17/07/2012
Jean Follain, Paris
Cimetières
Le Père-Lachaise, lieu de l'ultime résistance des communards, reste pénétré des odeurs du dernier siècle quand s'agglutinèrent à Paris plusieurs villages de la banlieue. M. Thiers, le nabot à vigoureuse cervelle dont la gravure d'apothéose décore encore de vieilles maisons rurales, y est enterré sous un immense mausolée carré. Quelques-uns, parmi les tombeaux de généraux de Napoléon, sont encore entretenus, beaucoup ne le sont plus : l'amateur d'émotions, le revers du veston recouvert de pellicules, y découvre d'anciennes couronnes fangeuses et circonscrit d'un doigt spatulaire les aigles en relief sur la pierre moussue.
La multitude des cippes, des amphores, des croix, force le cœur dans les beaux jours de végétation abondante, alors que dans des coins pas encore défrichés, se balancent coquelicots et folles avoines, ainsi en est-il non loin du mur sanglant.
Autour du four crématoire, le colombarium forme une grande bibliothèque d'urnes. De petits bourgeois à esprit fort, porteur de leur vivant d'un regard têtu et doux, des ouvriers convaincus et sobres se font incinérer. leurs parents pour rendre les devoirs à leurs cendres doivent si elles sont haut placées le long du mur prendre l'échelle et monter jusqu'à la case numérotée parmi tant d'autres.
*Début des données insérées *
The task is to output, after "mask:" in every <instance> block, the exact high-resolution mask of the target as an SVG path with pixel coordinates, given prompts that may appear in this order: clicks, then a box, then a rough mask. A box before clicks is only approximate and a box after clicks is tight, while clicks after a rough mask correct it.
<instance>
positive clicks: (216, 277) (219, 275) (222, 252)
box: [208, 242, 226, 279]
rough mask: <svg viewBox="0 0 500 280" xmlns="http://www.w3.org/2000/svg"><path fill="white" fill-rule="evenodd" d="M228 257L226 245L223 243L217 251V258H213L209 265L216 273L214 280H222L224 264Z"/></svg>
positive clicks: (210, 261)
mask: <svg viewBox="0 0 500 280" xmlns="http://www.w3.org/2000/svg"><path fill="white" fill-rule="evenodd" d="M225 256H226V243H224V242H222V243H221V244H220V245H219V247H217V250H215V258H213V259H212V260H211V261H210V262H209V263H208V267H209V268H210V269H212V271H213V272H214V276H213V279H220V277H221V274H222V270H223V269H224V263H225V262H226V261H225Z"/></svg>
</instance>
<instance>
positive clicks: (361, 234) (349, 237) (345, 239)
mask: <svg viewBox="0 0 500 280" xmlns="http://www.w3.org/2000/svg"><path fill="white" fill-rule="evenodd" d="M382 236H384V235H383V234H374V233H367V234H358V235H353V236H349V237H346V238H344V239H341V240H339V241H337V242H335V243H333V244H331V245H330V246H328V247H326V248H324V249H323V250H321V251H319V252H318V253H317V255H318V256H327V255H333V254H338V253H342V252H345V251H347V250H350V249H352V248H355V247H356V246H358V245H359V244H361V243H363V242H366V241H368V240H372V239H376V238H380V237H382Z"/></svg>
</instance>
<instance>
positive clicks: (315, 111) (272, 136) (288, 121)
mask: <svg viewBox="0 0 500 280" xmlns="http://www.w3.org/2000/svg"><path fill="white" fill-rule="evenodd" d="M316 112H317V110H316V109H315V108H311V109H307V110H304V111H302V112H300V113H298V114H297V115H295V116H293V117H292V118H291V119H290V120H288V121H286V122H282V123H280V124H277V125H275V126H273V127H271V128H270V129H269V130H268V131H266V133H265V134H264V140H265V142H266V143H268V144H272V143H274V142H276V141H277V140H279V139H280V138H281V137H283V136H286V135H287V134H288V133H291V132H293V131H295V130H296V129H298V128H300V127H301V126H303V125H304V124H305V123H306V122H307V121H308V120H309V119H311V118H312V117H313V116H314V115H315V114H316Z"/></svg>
On peut visiter le four crématoire. La salle de crémation porte la marque de l'architecture salomonique. Elle comporte un orgue. La bière est introduite dans un simulacre de four en stuc décorée de roses, puis enlevée dans la coulisse et glissée devant deux parents seulement dans le véritable four qui consume à peu près tout car on ne retrouve que quelques débris d'os.
Pour la visite publique, le four fonctionne en veilleuse ; j'ai vu parmi les visiteuses une petite bourgeoise vêtue de noir, la lueur rose éclairant son visage s'écrier en riant : « Eh bien, moi qui aime la chaleur, je serai servie. »
Jean Follain, Paris, éditions R.-A. Corréa, 1935, p. 59-61.